With modelling, we are not attempting to reproduce the precise processes that lead to the actions. This would be desirable, but would require the computing power of a HAL or Deep Thought. Instead, we have to make do with the closest representations we can muster. We could consider average conditions, but this might not be enough to cover enough eventualities to be safe or reliable, so we look at sensitivity to average or even 85%ile behaviour.

The comments of those questioning the strength of calibrated and then validated modelling techniques demonstrate very clearly the problem with anecdotal evidence and armchair expertise. Without it, we are left with only demonstrating that a particular action/ response was good for that particular moment, by that particular person (or possibly those around them) and so does not provide any basis against which to design. The unscientific approach leads to a very expensive and inefficient alternative of suck it and see at every new location.

You might think that factors such as human behavioural response make it impossible to achieve accurate models, but don't be fooled by how remarkably predictable we all are. Even extraordinary behaviour is predictable. It's not difficult to build gap acceptance models for vehicular and pedestrian behaviour based on simple rules - these have been around for over 50 years. We just need to refine these, to enable very accurate forecasts of junction capacity based on composition and volume of different modes. As a traffic engineer looking to find optimum network-wide solutions that are safe and as efficient as possible, my work is far more convincing if it can be demonstrated to be based on evidence, rather than hearsay.

We can now very simply, yet very accurately, model behaviour at standard regulated junctions in 3D and real time. I have used this technique to assess how well a shared space junction performs with identical levels of traffic and pedestrian demand. It seems to be showing that we might expect uncontrolled junctions to have less capacity and more delay. If this is the case, and they are no safer - why bother? We need data and evidence if we are going to take this any further than chat rooms.
Comment by Martin Cassini on May 26, 2009 at 14:29
Nicely put. I will ask Keith to weigh in with his comments. Of course that means joining the network ... He might want to remain unattached. But it would be good to see him here, and I don't see why joining would damage his role as objectifier. We already enjoy endless heated, constructive debate. He seems to me to be evolving from a traditional traffic system practitioner into a fully fit, unprejudiced thinker on the subject.
Comment by phunksta on May 26, 2009 at 13:10
That smacks of a huge misunderstanding of the scientific method.
You can't test what you can't measure - that doesn't mean it doesn't exist.

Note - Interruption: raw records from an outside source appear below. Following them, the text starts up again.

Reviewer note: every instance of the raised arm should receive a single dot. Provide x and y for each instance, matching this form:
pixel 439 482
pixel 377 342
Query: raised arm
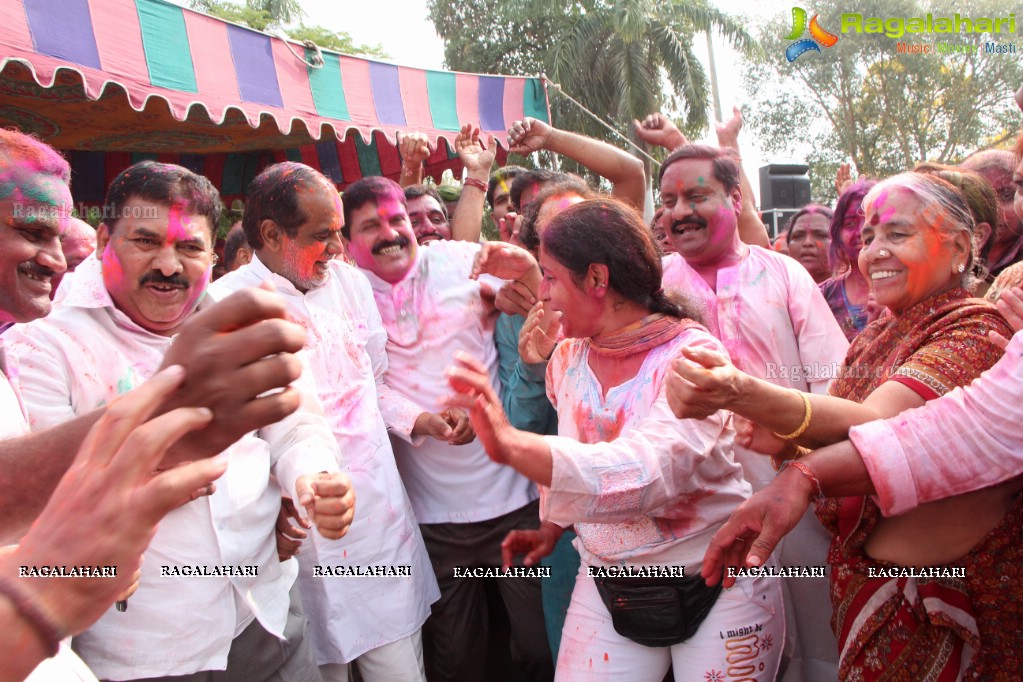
pixel 466 223
pixel 622 169
pixel 103 513
pixel 234 353
pixel 658 130
pixel 751 228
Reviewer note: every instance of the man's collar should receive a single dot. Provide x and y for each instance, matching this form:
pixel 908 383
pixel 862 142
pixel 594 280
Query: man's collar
pixel 384 285
pixel 88 288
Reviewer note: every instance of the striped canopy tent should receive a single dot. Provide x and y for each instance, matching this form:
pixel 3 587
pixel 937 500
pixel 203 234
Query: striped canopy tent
pixel 113 82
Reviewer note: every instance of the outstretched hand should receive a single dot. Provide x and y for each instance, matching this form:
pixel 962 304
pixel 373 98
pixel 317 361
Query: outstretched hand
pixel 290 537
pixel 471 150
pixel 659 130
pixel 515 299
pixel 504 261
pixel 413 147
pixel 473 391
pixel 105 508
pixel 727 132
pixel 529 135
pixel 701 383
pixel 534 544
pixel 236 354
pixel 843 178
pixel 1010 304
pixel 538 336
pixel 756 527
pixel 329 500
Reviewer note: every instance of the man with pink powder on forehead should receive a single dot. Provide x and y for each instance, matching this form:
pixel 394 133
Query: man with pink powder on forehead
pixel 109 334
pixel 293 219
pixel 465 504
pixel 775 324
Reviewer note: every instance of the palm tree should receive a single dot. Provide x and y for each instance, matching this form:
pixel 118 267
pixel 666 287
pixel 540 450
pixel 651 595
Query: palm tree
pixel 617 55
pixel 281 11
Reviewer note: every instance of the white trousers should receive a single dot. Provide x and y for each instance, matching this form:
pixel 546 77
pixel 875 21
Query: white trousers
pixel 400 661
pixel 741 639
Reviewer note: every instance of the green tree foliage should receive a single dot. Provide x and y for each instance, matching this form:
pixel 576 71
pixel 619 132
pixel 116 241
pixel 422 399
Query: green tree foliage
pixel 862 101
pixel 617 57
pixel 270 14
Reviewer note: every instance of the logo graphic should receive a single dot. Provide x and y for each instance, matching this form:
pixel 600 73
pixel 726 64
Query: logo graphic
pixel 817 37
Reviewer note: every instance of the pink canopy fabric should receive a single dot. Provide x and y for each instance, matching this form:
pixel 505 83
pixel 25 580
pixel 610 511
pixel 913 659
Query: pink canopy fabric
pixel 150 76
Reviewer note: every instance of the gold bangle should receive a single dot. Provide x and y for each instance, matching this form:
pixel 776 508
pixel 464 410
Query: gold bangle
pixel 807 415
pixel 808 472
pixel 777 459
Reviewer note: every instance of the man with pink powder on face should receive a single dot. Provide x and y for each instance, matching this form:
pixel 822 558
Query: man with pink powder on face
pixel 775 324
pixel 465 504
pixel 109 334
pixel 293 219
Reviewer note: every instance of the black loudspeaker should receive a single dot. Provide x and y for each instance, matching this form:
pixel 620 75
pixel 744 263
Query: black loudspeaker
pixel 784 186
pixel 775 220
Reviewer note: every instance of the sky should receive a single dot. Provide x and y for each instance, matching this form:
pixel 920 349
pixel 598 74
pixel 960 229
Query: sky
pixel 412 41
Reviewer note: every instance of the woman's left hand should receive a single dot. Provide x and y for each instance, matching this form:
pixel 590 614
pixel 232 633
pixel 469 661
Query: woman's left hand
pixel 702 382
pixel 471 381
pixel 754 437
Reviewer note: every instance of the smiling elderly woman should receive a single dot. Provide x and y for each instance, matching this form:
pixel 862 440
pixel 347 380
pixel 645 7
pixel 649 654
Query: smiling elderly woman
pixel 918 253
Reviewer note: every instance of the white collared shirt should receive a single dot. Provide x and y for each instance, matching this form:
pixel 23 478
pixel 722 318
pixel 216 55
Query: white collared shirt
pixel 640 486
pixel 435 311
pixel 13 417
pixel 774 323
pixel 345 354
pixel 81 357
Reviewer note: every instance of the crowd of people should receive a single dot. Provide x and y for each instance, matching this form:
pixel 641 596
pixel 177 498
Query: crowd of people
pixel 373 445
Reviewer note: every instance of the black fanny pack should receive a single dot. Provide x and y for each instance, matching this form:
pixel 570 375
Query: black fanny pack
pixel 657 611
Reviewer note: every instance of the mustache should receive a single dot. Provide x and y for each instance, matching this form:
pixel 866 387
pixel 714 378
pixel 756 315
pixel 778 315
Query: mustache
pixel 157 277
pixel 678 225
pixel 33 268
pixel 400 241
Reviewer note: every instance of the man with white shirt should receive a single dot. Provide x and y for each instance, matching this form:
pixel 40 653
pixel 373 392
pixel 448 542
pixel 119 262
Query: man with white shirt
pixel 110 333
pixel 776 325
pixel 294 219
pixel 465 503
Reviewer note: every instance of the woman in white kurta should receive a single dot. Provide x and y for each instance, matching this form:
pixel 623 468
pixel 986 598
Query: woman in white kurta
pixel 641 488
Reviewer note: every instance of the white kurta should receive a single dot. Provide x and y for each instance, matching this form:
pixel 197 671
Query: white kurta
pixel 345 353
pixel 65 666
pixel 776 325
pixel 81 357
pixel 435 311
pixel 640 486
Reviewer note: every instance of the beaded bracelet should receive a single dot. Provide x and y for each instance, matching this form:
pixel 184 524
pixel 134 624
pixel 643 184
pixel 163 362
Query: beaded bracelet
pixel 807 415
pixel 34 615
pixel 806 471
pixel 473 182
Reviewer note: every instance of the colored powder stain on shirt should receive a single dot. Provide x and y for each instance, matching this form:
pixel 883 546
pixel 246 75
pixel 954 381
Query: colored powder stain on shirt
pixel 596 423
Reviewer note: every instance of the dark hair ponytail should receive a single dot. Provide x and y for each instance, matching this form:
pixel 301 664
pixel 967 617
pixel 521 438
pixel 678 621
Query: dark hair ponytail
pixel 608 232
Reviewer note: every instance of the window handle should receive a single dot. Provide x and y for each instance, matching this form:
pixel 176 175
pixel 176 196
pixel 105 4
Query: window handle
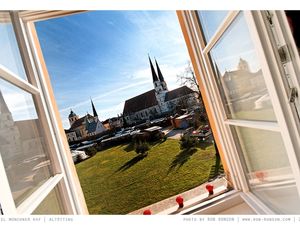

In fact the ratio of things we can measure to those that exist is 1:Infinity by definition.
You can't measure how wakeful a driver is, but you can measure their speed. The first is a killer, the second is a poor substitute for a road saftey 'factor'
Comment by Martin Cassini on May 25, 2009 at 18:38
There's a particular traffic engineer who has become my partner on the JET (Junction Efficiency Trial), Keith Firth. He points out, quite rightly, that as far as hard scientific evidence goes, observation that is not rigorously conducted, and traffic that isn't counted, amounts to anecdotal evidence, and is of little practical use. Hence the trial, to measure traffic and analyse road-user interaction, journey time, etc, that can provide definitive results and robust evidence. In fact Keith, who has a background in traffic signal installation and control, is getting into these ideas. We're acting as quite good counterweights to each other and so far it's proving a constructive partnership.
Comment by kevaquarian on May 25, 2009 at 18:12
"My experience of efficient interaction between road-users when lights are out of action is dismissed as irrelevant by traffic engineers"

Why??? On what basis? If something can be observed then surely it deserves considering? I really don't get this. The only conclusion I can draw at this stage then is that the ones you speak of are brainwashed concrete-minded victims of the system - unable to break out into new ways of thinking?